# Screen printing Umbrella



## Sushiboy02 (Jul 19, 2012)

Hello sir! I want to ask if how would I screen print on umbrellas? I don't have an experience on screen printing an umbrella. What type of ink should I used when screen printing umbrella? Could I used a plastisol or water based ink? Is the process and method same with printing a shirt/garment? Is curing same? Thank you! I hope someone could help me. God blessed!


----------



## 2020 PrintWorks (Apr 22, 2011)

You'll want to add a nylobond catalyst to your regular ink. I believe it's 10 parts ink to one part catalyst. We would always cure them under the flash. We'd hold them there a few times till you saw steam. Always seemed to work fine. Best of luck. Umbrella's are a pita.


----------



## Sushiboy02 (Jul 19, 2012)

chronicdesigns81 said:


> You'll want to add a nylobond catalyst to your regular ink. I believe it's 10 parts ink to one part catalyst. We would always cure them under the flash. We'd hold them there a few times till you saw steam. Always seemed to work fine. Best of luck.

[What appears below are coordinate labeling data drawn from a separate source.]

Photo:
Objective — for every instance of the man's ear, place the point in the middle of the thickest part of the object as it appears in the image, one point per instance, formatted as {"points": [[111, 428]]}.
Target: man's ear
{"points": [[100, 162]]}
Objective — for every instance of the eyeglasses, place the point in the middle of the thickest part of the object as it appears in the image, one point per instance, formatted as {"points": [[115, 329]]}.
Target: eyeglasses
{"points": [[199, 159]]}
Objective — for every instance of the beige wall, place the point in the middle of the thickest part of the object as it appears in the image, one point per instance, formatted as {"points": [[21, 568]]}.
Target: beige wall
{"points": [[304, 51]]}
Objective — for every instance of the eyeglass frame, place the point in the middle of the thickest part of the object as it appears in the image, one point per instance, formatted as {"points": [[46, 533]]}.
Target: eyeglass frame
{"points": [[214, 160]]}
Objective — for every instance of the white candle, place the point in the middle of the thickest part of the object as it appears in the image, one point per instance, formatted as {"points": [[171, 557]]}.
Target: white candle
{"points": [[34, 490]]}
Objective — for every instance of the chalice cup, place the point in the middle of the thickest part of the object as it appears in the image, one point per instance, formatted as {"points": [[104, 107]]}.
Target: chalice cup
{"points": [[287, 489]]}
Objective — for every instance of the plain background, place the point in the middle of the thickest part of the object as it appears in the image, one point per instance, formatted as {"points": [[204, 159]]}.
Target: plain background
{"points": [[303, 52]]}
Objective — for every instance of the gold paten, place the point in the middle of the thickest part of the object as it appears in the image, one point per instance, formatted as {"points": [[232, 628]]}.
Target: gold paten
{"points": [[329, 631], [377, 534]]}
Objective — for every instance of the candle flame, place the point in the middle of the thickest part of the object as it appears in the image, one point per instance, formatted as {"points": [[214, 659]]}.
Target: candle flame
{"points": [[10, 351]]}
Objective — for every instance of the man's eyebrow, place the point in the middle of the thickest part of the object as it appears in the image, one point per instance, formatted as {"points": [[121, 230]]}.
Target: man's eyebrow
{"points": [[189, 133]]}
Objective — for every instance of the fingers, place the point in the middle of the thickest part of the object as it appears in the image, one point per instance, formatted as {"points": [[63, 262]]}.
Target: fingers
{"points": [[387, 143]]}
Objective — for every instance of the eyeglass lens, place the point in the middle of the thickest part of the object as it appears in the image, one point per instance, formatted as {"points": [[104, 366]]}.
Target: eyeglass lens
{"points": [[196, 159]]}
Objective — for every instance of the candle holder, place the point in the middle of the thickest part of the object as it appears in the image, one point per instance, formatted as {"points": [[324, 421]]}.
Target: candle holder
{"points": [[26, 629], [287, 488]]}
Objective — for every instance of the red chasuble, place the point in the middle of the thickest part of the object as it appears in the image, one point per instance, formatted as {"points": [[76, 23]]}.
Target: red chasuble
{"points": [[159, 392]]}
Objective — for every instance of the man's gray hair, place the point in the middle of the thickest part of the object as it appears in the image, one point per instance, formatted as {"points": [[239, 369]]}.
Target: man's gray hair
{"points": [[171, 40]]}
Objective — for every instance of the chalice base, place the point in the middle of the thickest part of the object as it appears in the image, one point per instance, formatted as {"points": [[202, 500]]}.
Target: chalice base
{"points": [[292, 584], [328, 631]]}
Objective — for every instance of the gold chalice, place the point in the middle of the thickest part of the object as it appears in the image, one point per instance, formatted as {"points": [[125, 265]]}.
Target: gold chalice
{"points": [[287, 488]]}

Umbrella's are a pita.


Thank you for the reply Sir chromicdesign81! Sir what problems have you encountered printing on umbrellas? When you say regular ink, I can use plastisol or water based ink? I am really confused on what type of ink I suppose to use on printing umbrella. Is it that hard to screen print on umbrellas? Thank you again! God blessed!


----------



## chuckh (Mar 22, 2008)

Plastisol w/ bonding agent for nylon works fine. Umbrellas are cumbersome, but not that bad once you get the hang of handling them. Cure them like you would a nylon jacket. We run ours through our IR conveyer unit.


----------



## Sushiboy02 (Jul 19, 2012)

chuckh said:


> Plastisol w/ bonding agent for nylon works fine. Umbrellas are cumbersome, but not that bad once you get the hang of handling them. Cure them like you would a nylon jacket. We run ours through our IR conveyer unit.


Thank you very much sir chuck! Big help!  Now I got knowledge printing on umbrellas. But may be I would have problems on curing, because I dont have a conveyor dryer. Can I use my heat press? Thank you again sir! God blessed! More power to you guys!


----------



## chuckh (Mar 22, 2008)

I wouldn't use a heat press.
Maybe a hot air gun.
Once the sheen of the ink turns matte then you are at least gelled. I would heat a little more after that.
Don't give to your customer for 48 hours, if possible, to give the bonding agent a bit more time to uccure and take hold.
God luck


----------